Overview
School isn’t neutral. It teaches you to obey authority, to be a good worker, and to accept the world as it is. Critical Pedagogy says: “Wake up.” Education should be about freedom. It should teach you to question power and change the world.
Core Idea
The core idea is Consciousness Raising (Conscientização). Learning to perceive social, political, and economic contradictions, and to take action against the oppressive elements of reality.
Formal Definition
A philosophy of education that insists that issues of social justice and democracy are not distinct from acts of teaching and learning. Founder: Paulo Freire.
Intuition
- Banking Model: The teacher deposits knowledge into the student’s empty head. The student is passive. (Oppressive).

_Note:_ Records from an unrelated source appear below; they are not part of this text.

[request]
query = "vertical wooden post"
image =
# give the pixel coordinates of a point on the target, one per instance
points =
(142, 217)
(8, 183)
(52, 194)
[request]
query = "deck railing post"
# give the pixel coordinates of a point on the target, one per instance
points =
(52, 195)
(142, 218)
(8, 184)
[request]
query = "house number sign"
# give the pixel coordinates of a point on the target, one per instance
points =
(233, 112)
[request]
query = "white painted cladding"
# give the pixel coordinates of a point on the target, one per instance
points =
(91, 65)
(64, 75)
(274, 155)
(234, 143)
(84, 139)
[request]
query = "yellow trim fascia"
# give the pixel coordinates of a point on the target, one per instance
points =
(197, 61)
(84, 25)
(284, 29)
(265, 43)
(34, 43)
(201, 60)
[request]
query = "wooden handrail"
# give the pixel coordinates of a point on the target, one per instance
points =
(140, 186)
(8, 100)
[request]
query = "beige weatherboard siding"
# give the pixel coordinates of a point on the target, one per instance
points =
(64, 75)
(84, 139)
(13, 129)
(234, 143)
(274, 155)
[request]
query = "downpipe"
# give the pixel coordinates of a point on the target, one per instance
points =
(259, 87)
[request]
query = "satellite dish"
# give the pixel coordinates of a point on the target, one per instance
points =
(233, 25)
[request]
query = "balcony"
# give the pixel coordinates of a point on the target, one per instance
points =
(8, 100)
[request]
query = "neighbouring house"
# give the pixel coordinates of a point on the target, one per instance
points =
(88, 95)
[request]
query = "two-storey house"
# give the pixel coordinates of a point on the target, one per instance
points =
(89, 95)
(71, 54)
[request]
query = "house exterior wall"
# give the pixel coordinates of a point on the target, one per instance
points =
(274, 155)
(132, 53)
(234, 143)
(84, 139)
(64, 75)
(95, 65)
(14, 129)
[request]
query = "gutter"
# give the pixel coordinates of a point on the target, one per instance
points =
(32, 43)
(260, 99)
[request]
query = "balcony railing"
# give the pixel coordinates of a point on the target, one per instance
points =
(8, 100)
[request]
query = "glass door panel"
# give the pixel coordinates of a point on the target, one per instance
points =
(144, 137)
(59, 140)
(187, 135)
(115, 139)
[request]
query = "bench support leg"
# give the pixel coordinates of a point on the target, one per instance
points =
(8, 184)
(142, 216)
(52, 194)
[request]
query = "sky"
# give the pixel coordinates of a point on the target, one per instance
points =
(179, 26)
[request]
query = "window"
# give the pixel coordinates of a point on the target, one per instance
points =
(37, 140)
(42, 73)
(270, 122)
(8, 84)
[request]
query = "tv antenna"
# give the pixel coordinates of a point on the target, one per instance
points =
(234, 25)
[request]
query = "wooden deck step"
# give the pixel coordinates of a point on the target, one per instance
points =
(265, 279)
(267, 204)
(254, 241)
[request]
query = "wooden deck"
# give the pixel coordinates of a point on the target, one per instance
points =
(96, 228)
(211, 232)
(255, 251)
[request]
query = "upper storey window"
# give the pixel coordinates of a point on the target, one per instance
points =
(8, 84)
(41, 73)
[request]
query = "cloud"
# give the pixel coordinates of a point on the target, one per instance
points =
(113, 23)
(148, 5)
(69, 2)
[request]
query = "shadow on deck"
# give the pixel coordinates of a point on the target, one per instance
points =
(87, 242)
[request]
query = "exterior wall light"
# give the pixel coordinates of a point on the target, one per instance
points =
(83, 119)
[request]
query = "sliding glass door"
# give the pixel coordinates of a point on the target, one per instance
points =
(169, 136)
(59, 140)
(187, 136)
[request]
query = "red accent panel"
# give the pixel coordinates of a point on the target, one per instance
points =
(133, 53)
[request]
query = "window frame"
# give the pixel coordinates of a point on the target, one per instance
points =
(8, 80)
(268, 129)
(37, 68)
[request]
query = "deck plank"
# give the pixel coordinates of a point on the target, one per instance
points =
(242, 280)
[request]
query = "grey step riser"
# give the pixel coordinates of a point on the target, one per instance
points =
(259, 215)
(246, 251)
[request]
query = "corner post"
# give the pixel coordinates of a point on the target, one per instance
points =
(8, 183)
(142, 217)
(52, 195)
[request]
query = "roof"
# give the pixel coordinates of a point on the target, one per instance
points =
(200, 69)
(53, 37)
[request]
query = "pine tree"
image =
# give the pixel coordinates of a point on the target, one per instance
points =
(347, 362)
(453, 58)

- Problem-Posing Model: The teacher and student learn together. They look at a problem in their lives (e.g., “Why is our water dirty?”) and solve it. (Liberating).
Examples
- Literacy in Brazil: Freire taught poor farmers to read by using words that mattered to them (“Land,” “Wages,” “Rights”). They learned to read the word and the world at the same time.
- Student Activism: Students protesting climate change or gun violence. They are applying critical pedagogy.
Common Misconceptions
- It’s Marxist propaganda: It is influenced by Marx, but it’s not about brainwashing. It’s about critical thinking. Questioning everything, even the teacher.
Related Concepts
- Hidden Curriculum: The unwritten rules school teaches you (be on time, sit still, don’t talk back).
- Praxis: Reflection + Action. You can’t just think about justice; you have to do it.
Applications
- Social Justice Education: Teaching history from the perspective of the oppressed, not just the conquerors.
Criticism / Limitations
- Too Political: Some parents say: “Just teach my kid math. Don’t teach them to be a revolutionary.”
Further Reading
- Freire, Paulo. Pedagogy of the Oppressed.
- hooks, bell. Teaching to Transgress.